FBI turn attention to wife in California gun rampage
California killer Tashfeen Malik had started dressing more conservatively, wearing a scarf that covered nearly all her face, and became more devout in her Muslim faith, according to people who knew her in Pakistan.
But her path from there to the bloody events of the past week, when she and her husband slaughtered 14 people in a commando-style shooting rampage at an office party in San Bernadino, remains a mystery.
The FBI, family lawyers and others say they know little about the 29-year-old housewife and mother, apart from what came to light on Friday: that Malik had pledged allegiance to the Isil terror group on Facebook as she and her American-born husband, Syed Farook (28), went on the rampage.
The turn in the investigation raised a host of questions, among them:
If the couple were radicalised, when, where and how did this happen? Were they influenced by Islamist material online or direct contact with extremists?
If it happened before Malik went to the US, did counter-terrorism authorities miss any warning signs when they investigated her before approving her visa?
Which of them was the driving force in the attack?
Natana DeLong-Bas, an assistant professor of theology at Boston College, said the case should cause people to rethink some of their assumptions about extremism.
"We always seem to assume only a man would be capable of making a terrorist attack," she said. "Because we know so little about Tashfeen Malik, it's possible she might have been the main organiser in this event and talked her husband into doing it."
Malik and Farook were killed in a fierce shoot-out with police, hours after they had armed themselves with assault rifles and opened fire on a gathering of Farook's colleagues from the San Bernardino County health department, where he was a restaurant inspector.
The FBI has said it is investigating the rampage as a terrorist attack.
US president Barack Obama was last night due to deliver a prime-time address to the nation on the attack and the government's efforts to keep the nation safe.
Hundreds of FBI employees are working on the case, interviewing people, gleaning information off the internet, conducting searches and analysing evidence, bureau spokeswoman Laura Eimiller said.
Early yesterday, authorities with guns drawn raided a home next door to the house where Farook's family used to live in Riverside, California, breaking windows and using a cutting torch to get into the garage, neighbours said.
The FBI would not say what it was looking for, but a neighbour said an old friend of Farook's lived there.

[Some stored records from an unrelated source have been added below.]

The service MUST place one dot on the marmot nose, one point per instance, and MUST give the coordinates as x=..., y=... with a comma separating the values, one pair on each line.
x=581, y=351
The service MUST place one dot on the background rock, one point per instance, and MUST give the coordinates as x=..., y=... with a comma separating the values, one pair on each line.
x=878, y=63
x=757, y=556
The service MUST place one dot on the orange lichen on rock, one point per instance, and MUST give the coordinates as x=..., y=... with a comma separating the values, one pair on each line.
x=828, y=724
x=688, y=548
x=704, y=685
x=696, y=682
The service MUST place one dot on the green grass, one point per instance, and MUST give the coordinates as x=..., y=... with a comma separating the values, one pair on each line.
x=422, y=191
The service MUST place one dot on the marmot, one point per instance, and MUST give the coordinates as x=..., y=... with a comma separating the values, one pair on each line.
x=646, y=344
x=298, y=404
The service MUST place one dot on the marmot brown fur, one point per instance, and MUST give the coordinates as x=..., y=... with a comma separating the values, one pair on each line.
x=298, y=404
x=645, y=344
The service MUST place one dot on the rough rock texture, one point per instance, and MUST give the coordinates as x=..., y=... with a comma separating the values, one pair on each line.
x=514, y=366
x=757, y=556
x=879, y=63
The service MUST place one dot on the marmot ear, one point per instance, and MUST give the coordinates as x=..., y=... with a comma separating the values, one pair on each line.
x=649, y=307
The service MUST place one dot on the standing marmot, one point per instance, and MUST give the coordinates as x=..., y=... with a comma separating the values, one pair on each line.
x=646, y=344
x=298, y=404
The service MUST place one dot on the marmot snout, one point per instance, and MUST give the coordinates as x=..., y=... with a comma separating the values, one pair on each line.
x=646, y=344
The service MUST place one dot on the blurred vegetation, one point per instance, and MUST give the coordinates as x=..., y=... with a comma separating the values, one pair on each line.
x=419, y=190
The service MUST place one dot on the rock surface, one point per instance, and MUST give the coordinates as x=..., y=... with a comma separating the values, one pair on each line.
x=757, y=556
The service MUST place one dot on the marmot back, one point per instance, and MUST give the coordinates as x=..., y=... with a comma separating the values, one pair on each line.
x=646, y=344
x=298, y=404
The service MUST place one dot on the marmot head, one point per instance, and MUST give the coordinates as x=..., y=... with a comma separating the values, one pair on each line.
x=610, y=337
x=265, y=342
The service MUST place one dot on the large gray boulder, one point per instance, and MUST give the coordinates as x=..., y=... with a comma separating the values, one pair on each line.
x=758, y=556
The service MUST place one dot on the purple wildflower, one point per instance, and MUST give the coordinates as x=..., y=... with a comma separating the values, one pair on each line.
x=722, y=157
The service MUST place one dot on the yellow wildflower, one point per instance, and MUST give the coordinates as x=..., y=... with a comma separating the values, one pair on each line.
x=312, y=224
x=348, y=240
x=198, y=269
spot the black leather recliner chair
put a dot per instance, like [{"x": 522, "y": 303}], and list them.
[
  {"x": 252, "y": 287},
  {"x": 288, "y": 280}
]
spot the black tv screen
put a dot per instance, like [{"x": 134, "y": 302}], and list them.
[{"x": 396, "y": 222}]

More than three years ago, that person bought the two assault rifles that were later used in the shooting, but authorities have not been able to talk to him because he checked himself into a mental hospital after the attack, a law-enforcement official said.
The FBI has said the man is not a suspect in the shootings, but agents want to question him.
US officials said Farook had been in contact with extremists via social media, but one official said those contacts were not recent and did not involve any significant players on the FBI's radar.
FBI director James Comey said there was no indication so far that the couple were part of a larger cell or were directed by a foreign terror organisation.
Farook was born in Chicago to Pakistani parents and raised in southern California. Malik arrived in the US in 2014 on a Pakistani passport and a fiancée visa but had spent extended periods of time in Saudi Arabia.
She started studying pharmacy at Bahauddin Zakariya University in the Pakistani city of Multan in 2012.
A maid who worked in the Multan home where Malik lived said she initially wore a scarf that covered her head, but not her face.
A year before she got married, she began wearing a scarf that covered all but her nose and eyes, the maid said.
A relative of Malik's in Pakistan, Hifza Batool, reported hearing similar things from other family members about Malik, her step-niece.
"I heard from relatives that she had become a religious person and she told people to live according to the teachings of Islam," said Ms Batool, a teacher who lives in Karor Lal Esan, about 450km southwest of the Pakistani capital Islamabad.
The Farook family lawyers, David Chesley and Mohammad Abuershaid, said none of his relatives had any indication either Farook or his wife held extremist views. The lawyers described Malik as "just a housewife" and warned against rushing to judgment.